Toute l’intrigue tourne autour de la vie quotidienne d’un carrefour de Toulouse. Des caméras de surveillance y sont installées et c’est Gaspard, un type comme vous et moi, qui est chargé de visionner les écrans sur lesquels les dites caméras renvoient en direct ce qu’elles filment. Ce que voit Gaspard, c’est une femme souvent penchée à son balcon, dans l’immeuble juste en face du centre de contrôle. Il ne le sait pas, mais cette femme, Zélie, est terriblement perturbée par l’arrivée d’élagueurs chargés de rabattre les platanes qui bordent son avenue, parce que dans celui situé juste sous sa terrasse se trouve un nid de chardonnerets dans lequel les œufs viennent d’éclore. Ce qu’il ne sait pas non plus, c’est que le mari de cette femme, Pierre, est chauffeur de camion, spécialisé dans les transports dangereux. Il vient de quitter son poste et est sur le point d’en accepter un nouveau, moins dangereux pense-t-il. Ce que Gaspard voit aussi, assez souvent, c’est un drôle de gars qui parcourt les rues et écrit au sol, à la craie. Enfin, ce que Gaspard ne sait pas, c’est que pas loin de là, réside un type obsédé par les girafes et que ce dernier n’en peut plus de sa vieille mère en chaise roulante.
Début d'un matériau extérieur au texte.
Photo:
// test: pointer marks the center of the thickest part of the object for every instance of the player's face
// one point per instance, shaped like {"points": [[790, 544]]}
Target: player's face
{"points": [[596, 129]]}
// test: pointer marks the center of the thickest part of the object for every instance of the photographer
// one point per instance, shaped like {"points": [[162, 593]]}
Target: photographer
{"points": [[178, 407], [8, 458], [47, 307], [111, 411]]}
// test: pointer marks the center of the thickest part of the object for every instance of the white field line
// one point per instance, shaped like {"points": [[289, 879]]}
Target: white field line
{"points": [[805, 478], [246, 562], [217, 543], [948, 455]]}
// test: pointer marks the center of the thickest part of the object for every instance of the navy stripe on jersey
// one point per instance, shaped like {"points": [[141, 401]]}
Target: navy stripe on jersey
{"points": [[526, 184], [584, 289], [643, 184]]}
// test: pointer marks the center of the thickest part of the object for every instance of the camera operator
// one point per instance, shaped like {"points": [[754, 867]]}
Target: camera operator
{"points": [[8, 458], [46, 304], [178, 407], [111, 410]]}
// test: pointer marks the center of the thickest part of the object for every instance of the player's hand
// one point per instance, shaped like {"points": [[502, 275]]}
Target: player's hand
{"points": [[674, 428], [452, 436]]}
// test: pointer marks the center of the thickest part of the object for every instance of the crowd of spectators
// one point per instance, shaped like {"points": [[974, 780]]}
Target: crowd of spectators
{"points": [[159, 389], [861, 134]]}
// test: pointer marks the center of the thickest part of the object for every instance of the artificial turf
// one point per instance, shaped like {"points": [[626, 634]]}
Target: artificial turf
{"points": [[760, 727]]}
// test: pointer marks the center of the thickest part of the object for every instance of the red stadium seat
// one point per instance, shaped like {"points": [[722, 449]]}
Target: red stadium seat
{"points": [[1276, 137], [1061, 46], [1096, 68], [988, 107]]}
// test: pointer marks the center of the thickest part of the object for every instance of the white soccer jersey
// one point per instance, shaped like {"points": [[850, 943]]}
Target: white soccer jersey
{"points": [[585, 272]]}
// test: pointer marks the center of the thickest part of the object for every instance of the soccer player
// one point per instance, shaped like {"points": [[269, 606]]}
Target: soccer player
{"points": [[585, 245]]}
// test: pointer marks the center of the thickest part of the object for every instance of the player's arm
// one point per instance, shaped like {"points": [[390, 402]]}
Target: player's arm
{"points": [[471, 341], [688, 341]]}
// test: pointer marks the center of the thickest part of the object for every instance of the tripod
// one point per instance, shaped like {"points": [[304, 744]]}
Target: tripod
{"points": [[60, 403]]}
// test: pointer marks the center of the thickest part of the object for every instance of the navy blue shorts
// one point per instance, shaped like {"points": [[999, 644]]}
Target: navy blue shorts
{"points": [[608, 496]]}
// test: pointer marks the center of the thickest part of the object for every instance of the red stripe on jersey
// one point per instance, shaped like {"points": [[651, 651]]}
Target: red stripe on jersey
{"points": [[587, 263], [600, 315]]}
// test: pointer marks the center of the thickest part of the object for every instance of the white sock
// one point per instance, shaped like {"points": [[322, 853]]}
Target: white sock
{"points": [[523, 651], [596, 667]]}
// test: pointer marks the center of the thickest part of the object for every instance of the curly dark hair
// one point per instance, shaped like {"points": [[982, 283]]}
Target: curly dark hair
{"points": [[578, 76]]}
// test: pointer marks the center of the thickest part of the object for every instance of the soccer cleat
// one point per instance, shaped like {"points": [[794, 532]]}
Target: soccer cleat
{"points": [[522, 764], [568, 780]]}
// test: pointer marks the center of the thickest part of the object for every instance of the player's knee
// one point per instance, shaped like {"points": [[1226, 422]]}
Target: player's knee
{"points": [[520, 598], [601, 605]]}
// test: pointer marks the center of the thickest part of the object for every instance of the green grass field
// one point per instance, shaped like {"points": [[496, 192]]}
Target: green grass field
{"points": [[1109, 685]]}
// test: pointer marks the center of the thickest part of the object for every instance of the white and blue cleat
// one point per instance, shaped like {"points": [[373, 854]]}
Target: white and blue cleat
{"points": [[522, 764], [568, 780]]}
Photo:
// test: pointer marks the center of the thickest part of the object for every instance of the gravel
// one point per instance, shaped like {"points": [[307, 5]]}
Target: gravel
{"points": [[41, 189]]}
Alors que Gaspard apprend que sa femme a une liaison, les élagueurs se rapprochent du platane avec le nid, le type à la craie vit une querelle de voisinage, Pierre est décidé à faire une grosse, mais alors une très grosse surprise à Zélie pour lui changer les idées, et l’obsédé des girafes entame des mesures de rétorsion à l’égard de sa mère.
Un pitch séduisant
On avait été séduit par le pitch de ce nouveau roman de Pascal Dessaint, un auteur de romans noirs français prolifique et récompensé à plusieurs reprises par des prix littéraires. Et il y avait de quoi, les quelques personnages qui font ici bouger les lignes se révèlent très vite denses et véritablement habités par leur vie quotidienne, aussi banale puisse celle-ci paraître au regard de la marche du monde. On vit avec eux et on adhère sans difficulté à leurs problèmes ou à leurs engagements respectifs. On voudrait vraiment que les élagueurs n’attaquent pas l’arbre au nid. Et aussi que les passants se rendent compte de l’importance des écrits de l’homme à la craie. On se dit que tout cela, que ces trajectoires personnelles vont finir par se croiser, ça tombe bien, justement l’intrigue ne tourne-t-elle pas autour d’un carrefour ? Et de fait, ça ne manque pas, et d’une manière véritablement bousculante et totalement imprévue. Le seul bémol, c’est le temps pris pour y arriver, la longueur de certaines étapes, le temps exagéré consacré aux moments d’introspection des acteurs, et qui nous a parfois fait sauter certains passages. On salue par contre chaleureusement l’attention portée aux questions environnementales, la beauté de certains passages et les réflexions presque philosophiques qui parsèment l’intrigue.